The Bottom Line on COVID-19 Care for People on HIV Treatment
The biggest potential risks for interactions with COVID-19 treatments and HIV treatments are those for renal and liver functions. But until the data are in, this remains only a potential concern. Meanwhile, Shapiro says the biggest danger a PLWH will typically face if they get COVID-19 is the danger associated with an unsuppressed HIV viral load.
“If a patient has COVID-19 and HIV, they should be given indicated treatments for COVID, and get viral load for HIV suppressed. During COVID or any time, it’s important to suppress viral load, which can help fight off COVID infection,” she said.
Shapiro brought up another complication for PLWH during the COVID crisis, one that might worsen as new cases continue to rise: isolation affecting their access to care. “As more people are encouraged to stay home and use telemedicine, it’s important that they’re able to access [their antiretrovirals].”

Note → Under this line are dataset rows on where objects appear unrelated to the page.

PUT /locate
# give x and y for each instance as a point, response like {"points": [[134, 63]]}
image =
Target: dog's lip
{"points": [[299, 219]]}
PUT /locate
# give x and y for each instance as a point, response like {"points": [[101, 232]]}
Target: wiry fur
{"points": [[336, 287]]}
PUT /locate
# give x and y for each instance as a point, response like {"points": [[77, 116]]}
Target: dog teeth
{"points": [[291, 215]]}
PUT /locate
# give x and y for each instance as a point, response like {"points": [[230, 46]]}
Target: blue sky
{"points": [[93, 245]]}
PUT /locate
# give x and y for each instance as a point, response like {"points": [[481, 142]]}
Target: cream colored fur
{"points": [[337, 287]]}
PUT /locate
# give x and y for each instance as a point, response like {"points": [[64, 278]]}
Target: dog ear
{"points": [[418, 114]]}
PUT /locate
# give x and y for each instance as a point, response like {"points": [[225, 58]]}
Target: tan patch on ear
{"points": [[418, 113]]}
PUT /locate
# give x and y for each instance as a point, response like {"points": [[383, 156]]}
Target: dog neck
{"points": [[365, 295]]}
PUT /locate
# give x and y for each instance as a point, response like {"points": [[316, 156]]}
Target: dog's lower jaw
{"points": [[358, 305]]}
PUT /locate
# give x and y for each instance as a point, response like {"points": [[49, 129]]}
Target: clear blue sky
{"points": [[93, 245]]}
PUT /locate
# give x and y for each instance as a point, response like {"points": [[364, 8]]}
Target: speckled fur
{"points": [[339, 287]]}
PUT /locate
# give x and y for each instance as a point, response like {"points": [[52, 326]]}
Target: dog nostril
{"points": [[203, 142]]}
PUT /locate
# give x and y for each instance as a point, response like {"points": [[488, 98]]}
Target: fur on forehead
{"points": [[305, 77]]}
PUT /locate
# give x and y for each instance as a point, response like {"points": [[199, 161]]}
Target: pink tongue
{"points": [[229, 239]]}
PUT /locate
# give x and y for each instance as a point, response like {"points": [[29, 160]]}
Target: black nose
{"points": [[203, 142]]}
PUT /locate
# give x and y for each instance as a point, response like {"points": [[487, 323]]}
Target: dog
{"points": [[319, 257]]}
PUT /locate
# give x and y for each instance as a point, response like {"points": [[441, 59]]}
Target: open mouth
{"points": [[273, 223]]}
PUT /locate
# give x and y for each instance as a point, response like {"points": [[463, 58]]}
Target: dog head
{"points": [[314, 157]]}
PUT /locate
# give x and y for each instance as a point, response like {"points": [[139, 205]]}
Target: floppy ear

Similarly, HIV-negative people “need resources for testing and case notification,” she added. For people who don’t know their status, HIV self-testing kits, some of which can be purchased online, could be a helpful alternative to in-person testing during the COVID crisis.
Cachay said it’s also important for care providers to counsel PLWH about COVID-19 related stress, anxiety, “and among some, PTSD-like feelings due to the internalized stigma associated with the AIDS isolation in the 1980s.”
And, of course, both Cachay and Shapiro advise that PLWH continue to do what experts say we all need to be doing: socially distance and wear masks.